Too right. Mark wet his lips and said, “Can you see who owns the trust?”
“Nobody owns a trust.”
“What do you mean?”
“A land trust is its own entity. Like a corporation. It doesn’t have owners, it has beneficiaries. Those names aren’t public. Obviously, we can find them, but as far as the public record is concerned, Trapdoor Caverns is its own legal entity. Trapdoor can buy and sell land. So far, it has only bought.”
“How recently?”
“Let me see.” It was quiet for a few seconds while Jeff looked, and then he said, “Each parcel was transferred to the trust from Pershing MacAlister in October of 2004.”
“The month aft
er Sarah was killed.”
“That makes sense, though. They shut the place down after she was killed.”
“You said you could see a parcel map,” Mark said. “What does it look like?”
“Look like?”
“Yes. What does the shape of the Trapdoor land-trust property look like?”
“Like a snake. It follows the creek, then curls out and away. I don’t know what shape it has. It looks like a suburban subdivision, maybe. Winding roads and cul-de-sacs. What are you hoping to hear?”
“Exactly that.”
“Markus, what are you talking about?”
“Ridley mapped it from below,” Mark said. “But the cave’s not worth anything unless you own what’s above it. I’m sure of that, Jeff. I’m from oil country. Surface ownership extends to the core of the earth. Ridley was working from the bottom up.”
“Which matters how?”
“How fast can we get ahold of that trust document?”
“Not very. Private and sealed legal agreement. We’d need a subpoena.”
“There has to be a faster approach than that.”

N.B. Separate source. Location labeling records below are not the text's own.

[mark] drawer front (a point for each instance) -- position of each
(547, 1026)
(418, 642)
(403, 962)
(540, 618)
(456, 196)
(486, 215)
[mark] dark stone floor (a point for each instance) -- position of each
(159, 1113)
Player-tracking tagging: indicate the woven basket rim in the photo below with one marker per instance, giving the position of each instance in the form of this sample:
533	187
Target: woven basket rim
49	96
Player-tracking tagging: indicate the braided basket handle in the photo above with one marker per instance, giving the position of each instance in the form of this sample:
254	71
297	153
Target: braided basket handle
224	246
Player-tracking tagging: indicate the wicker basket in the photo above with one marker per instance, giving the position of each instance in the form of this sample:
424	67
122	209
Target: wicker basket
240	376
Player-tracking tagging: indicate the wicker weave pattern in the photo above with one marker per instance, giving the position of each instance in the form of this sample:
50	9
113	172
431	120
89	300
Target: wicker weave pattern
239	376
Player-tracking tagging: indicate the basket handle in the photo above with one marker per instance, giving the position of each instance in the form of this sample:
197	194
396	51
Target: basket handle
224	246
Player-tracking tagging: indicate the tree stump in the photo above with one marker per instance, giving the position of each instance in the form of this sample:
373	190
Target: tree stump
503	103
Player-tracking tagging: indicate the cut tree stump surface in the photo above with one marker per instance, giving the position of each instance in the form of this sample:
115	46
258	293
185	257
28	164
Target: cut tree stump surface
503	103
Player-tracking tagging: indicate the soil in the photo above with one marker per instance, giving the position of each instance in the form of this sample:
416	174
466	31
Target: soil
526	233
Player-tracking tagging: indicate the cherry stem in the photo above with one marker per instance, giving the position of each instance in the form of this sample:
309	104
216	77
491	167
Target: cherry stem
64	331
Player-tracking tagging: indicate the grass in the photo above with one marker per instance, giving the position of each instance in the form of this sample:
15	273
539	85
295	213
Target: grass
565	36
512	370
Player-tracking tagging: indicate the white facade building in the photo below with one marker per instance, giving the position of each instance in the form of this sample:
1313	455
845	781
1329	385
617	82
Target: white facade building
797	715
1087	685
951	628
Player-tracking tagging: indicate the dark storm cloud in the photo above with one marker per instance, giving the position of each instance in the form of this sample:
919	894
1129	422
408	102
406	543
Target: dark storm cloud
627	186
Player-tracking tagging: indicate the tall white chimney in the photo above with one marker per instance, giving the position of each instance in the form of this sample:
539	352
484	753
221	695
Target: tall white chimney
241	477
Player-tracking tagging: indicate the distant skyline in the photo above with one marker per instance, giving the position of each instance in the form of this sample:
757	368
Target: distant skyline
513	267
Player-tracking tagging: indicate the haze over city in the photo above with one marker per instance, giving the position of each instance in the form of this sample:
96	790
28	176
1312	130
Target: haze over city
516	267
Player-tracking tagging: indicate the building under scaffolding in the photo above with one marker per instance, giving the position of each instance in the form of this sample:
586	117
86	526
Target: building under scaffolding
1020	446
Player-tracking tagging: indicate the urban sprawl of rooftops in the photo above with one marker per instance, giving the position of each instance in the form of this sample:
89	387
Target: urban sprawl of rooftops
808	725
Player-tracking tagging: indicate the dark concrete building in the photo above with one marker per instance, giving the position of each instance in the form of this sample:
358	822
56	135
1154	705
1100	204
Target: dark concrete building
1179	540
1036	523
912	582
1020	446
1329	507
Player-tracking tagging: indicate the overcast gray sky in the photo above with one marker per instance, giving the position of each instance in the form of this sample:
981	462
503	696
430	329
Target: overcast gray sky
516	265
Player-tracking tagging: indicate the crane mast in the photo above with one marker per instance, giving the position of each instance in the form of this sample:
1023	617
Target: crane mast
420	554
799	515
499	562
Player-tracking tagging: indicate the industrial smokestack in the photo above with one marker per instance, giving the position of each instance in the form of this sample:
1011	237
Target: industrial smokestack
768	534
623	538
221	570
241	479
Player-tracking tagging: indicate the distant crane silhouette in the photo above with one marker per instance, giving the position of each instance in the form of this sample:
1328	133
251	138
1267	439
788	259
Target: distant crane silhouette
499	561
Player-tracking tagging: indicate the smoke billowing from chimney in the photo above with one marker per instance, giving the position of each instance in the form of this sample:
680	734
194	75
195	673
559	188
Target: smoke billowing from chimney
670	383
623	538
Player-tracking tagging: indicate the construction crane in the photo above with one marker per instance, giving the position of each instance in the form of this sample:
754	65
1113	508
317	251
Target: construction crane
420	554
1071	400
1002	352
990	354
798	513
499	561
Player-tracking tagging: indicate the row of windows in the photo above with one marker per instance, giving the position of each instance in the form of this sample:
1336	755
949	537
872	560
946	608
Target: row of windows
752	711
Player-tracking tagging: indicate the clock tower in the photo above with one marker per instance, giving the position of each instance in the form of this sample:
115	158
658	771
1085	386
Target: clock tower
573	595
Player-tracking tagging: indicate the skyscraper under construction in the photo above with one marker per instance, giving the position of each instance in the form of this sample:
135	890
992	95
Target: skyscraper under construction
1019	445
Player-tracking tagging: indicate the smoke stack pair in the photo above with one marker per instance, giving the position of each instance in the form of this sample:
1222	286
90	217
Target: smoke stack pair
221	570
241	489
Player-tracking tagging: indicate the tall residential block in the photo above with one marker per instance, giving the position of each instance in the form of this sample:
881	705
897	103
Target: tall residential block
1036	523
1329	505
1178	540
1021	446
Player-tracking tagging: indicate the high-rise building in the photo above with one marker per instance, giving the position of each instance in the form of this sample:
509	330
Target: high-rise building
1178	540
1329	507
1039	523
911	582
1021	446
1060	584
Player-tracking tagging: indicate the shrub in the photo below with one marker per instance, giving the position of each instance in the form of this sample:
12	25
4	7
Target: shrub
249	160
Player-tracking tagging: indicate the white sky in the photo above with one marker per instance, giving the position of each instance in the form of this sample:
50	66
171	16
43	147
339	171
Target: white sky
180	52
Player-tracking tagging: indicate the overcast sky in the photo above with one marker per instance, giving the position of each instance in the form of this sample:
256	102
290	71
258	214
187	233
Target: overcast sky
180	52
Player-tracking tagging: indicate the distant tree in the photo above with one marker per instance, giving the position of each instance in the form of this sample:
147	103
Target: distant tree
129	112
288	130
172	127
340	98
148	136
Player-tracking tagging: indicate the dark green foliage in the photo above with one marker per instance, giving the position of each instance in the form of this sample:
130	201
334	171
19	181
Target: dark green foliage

“Sure. You can find one of the parties involved and ask if you can see a copy. Short of that cooperation, you’ll need a subpoena. But you still haven’t given me an answer. Why do you think this matters? What does it have to do with Sarah Martin?”
“I’m close,” Mark said, as if that answered the question. He was circling through the fog, waiting to land. Instruments were out, only instinct left. He was close. You either landed or crashed.
51
Ridley questioned Julianne Grossman’s authenticity on many things, but he couldn’t deny the power of her presence. Her energy was palpable in the truck, even though she couldn’t speak and chose not to move. She sat there in his jacket with the tape over her mouth and she stared straight ahead, and still he could feel her like a pulse. He was relieved that he had silenced her.